Images Obtained Using SS-OCT
Trained examiners performed the SS-OCT examinations after pupil dilation. They achieved pupil centration during the scan by using an internal fixation target that was confirmed using the camera built into the SS-OCT system. Each 3D volumetric scan covered an area of 3 × 3 mm2 and was centered on the fovea. The 3D 3 × 3 mm2 volumetric scans consisted of 512 (horizontal) × 256 (vertical) A-scans. In each B-scan of the 3D data set, the outer surface of the Bruch's membrane (BM) line was determined automatically by the software, and manual corrections were made as necessary using the built-in segmentation modifying tool. En face images were reconstructed automatically from the 3D data set using the software developed by Topcon Corporation.18 En face images of the choroid were taken at varying depths every 2.6 μm from the BM, and were flattened at the level of the BM (Fig. 1).
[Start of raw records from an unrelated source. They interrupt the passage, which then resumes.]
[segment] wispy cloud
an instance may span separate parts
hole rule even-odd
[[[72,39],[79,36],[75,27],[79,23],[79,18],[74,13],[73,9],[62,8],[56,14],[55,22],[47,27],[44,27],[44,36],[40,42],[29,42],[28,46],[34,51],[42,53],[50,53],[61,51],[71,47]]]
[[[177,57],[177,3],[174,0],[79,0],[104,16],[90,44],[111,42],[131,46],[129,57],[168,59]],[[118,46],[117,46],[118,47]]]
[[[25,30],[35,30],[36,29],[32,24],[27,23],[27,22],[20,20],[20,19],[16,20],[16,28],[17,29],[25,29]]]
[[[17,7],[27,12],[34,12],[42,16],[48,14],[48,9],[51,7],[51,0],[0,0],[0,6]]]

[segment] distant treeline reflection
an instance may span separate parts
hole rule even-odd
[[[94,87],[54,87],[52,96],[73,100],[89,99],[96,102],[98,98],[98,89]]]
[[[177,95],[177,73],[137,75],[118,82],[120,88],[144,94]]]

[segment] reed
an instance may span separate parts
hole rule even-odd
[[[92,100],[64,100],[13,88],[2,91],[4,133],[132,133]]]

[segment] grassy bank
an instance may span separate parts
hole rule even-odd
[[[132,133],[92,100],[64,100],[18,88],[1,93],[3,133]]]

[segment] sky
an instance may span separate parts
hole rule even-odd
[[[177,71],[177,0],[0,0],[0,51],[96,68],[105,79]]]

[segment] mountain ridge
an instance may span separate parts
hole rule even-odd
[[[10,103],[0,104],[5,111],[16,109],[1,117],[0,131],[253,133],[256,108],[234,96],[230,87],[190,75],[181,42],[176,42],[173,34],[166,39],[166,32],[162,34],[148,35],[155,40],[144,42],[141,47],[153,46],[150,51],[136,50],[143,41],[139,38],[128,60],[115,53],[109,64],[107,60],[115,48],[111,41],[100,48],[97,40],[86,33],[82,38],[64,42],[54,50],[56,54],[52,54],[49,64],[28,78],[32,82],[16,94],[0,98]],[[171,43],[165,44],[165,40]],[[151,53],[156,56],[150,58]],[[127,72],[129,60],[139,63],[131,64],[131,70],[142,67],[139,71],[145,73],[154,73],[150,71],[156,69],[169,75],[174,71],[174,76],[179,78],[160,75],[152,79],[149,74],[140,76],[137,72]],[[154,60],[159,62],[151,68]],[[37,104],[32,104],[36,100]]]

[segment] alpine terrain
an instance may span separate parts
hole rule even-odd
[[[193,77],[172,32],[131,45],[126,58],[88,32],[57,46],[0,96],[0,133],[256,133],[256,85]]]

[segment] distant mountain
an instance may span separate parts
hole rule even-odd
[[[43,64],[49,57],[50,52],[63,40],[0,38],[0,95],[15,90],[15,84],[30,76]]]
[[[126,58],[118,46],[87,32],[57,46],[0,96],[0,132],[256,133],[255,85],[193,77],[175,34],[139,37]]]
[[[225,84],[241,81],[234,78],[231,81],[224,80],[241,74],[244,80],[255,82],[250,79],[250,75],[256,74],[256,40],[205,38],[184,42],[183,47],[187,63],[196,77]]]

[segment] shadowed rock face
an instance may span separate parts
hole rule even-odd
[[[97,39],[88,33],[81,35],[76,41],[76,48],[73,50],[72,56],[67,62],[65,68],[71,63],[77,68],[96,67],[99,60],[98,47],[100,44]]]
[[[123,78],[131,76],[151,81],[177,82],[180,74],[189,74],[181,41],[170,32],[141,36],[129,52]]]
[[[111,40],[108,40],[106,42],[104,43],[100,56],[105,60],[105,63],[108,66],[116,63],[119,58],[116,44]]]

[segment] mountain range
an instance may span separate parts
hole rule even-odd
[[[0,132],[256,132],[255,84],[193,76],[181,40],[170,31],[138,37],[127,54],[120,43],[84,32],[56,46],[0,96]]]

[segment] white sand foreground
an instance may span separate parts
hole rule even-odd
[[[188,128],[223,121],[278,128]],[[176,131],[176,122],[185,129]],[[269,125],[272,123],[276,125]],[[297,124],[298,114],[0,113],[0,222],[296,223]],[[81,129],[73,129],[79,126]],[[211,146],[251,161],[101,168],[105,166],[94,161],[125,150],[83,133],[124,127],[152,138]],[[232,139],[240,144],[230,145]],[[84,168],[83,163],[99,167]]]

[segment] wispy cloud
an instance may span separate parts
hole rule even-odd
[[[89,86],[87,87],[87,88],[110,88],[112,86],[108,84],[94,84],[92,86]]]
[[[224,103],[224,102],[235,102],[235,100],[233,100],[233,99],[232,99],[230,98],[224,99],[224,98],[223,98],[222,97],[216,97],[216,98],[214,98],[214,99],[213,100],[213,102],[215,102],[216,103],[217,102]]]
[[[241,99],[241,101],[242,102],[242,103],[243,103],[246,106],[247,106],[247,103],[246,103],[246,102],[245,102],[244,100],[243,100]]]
In Figure 2, the en face images show the vascular lumen as a black region and the vascular wall and choroidal stroma as a white region. 
Figure 2
 
Representative choroidal en face images and binarized images at the level of the inner and outer choroid for measurement of choroidal vascular area. (A, E, I) Inner and (C, G, K) outer choroidal en face images of the right eye in a 58-year-old woman with BCD with CYP4V2 mutations with a choroidal vascular area of “undetected” and 43.18% (A, C) before and (B, D) after binarization, respectively. Also, the right eye in a 47-year-old woman with RP with EYS mutations with a choroidal vascular area of 55.08% and 53.25% (E, G) before and (F, H) after binarization, and the right eye of a 77-year-old female control subject with a choroidal vascular area of 53.69% and 51.93% (I, K) before and (J, L) after binarization, respectively.
Figure 2
 
Representative choroidal en face images and binarized images at the level of the inner and outer choroid for measurement of choroidal vascular area. (A, E, I) Inner and (C, G, K) outer choroidal en face images of the right eye in a 58-year-old woman with BCD with CYP4V2 mutations with a choroidal vascular area of “undetected” and 43.18% (A, C) before and (B, D) after binarization, respectively. Also, the right eye in a 47-year-old woman with RP with EYS mutations with a choroidal vascular area of 55.08% and 53.25% (E, G) before and (F, H) after binarization, and the right eye of a 77-year-old female control subject with a choroidal vascular area of 53.69% and 51.93% (I, K) before and (J, L) after binarization, respectively.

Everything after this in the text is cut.